Claire déposa les clefs de la Mini dans le vide-poche dans l'entrée du couloir de la maison. Il faisait sombre et froid. Qu'importe, cela correspondait à son état d'esprit du moment. La pendule affichait trois heures quinze du matin et diffusait insidieusement son affreux tic-tac. Les recherches avaient été interrompues en plein milieu de la nuit, sans que l'on puisse retrouver le corps de Kurt. Elle était restée emmitouflée avec une couverture de survie sur les épaules dans le camion des pompiers. C'est Jeff qui l'avait examiné. Claire connaissait plusieurs des secouristes présents sur les lieux du drame. Ils venaient régulièrement faire tamponner des formulaires dans son service. Après plusieurs heures, les secours lui avait avaient demandé de rentrer ; le courant et l'eau glacée devaient avoir eu raison du jeune homme. Il n'y avait aucun espoir. L'évocation de cet espoir illusoire entailla la carapace qu'elle s'était forgée depuis l'adolescence. Elle se sentait faible, dépossédée de toute volonté, acculée sur le rebord d'un gouffre sans fin qui l'appelait.
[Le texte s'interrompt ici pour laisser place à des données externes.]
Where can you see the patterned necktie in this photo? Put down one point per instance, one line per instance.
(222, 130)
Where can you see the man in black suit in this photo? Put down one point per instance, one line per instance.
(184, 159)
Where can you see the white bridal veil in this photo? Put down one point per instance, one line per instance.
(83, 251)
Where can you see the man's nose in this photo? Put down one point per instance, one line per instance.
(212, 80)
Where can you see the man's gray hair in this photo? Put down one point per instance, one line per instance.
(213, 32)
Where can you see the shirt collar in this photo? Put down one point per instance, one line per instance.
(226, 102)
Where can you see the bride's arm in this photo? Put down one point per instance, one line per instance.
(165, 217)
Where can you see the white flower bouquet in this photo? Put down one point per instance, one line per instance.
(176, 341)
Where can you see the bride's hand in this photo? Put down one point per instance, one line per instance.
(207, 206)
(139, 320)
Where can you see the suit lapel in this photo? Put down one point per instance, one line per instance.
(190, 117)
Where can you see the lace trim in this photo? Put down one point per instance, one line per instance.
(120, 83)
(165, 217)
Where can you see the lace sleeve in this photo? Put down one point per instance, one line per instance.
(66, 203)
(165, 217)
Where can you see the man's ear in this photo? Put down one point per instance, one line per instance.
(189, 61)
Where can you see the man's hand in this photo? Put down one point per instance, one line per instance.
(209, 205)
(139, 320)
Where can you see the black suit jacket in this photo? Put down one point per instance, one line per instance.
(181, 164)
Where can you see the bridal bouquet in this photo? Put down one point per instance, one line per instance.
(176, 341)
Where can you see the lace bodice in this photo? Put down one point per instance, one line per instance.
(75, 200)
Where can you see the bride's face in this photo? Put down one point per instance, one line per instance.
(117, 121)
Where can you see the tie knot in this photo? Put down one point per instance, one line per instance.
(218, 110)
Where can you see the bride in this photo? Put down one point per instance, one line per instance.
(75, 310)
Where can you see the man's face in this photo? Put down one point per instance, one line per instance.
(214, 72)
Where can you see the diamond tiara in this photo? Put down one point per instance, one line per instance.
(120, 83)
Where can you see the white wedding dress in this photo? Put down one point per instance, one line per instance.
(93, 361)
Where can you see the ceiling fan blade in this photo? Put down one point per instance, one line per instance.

Pourtant elle aimait la vie, plus que tout. Elle frissonna.
Ses vêtements étaient trempées mais elle ne se sépara que de ses chaussures et de son pare dessus avant de s'écrouler dans le canapé, épuisée et complètement vidée.
Elle n'avait plus pleuré de la sorte depuis des années ; depuis qu'elle était adulte en fait. Mais aujourd'hui c'était particulier. Elle venait de croiser un homme qui lui avait fait chavirer le cœur au premier regard. Jamais elle n'aurait cru ça possible. Les hommes étaient tous des lâches et des menteurs. Ils ne vivaient que pour eux-mêmes sans se soucier des autres. Elles les pensaient même dépourvu d'empathie, en dehors de leurs véhicules qu'ils chérissaient plus que leur femme. Un homme incarnait ce cliché à lui tout seul : Bret Milano ! Rien qu'à la pensée de ce sale con, ses larmes redoublèrent. L'arrogance dans toute sa splendeur. Elle s'essuya les yeux et se leva pour s'emparer d'un mouchoir. Elle avait mal d'avoir pleuré, mal d'avoir crié, mal de ne pas avoir pu sauver cet homme. Elle aurait aimé le prendre dans ses bras, le protéger et le cajoler. Mais c'était une chose qui ne se réaliserait pas. Jamais !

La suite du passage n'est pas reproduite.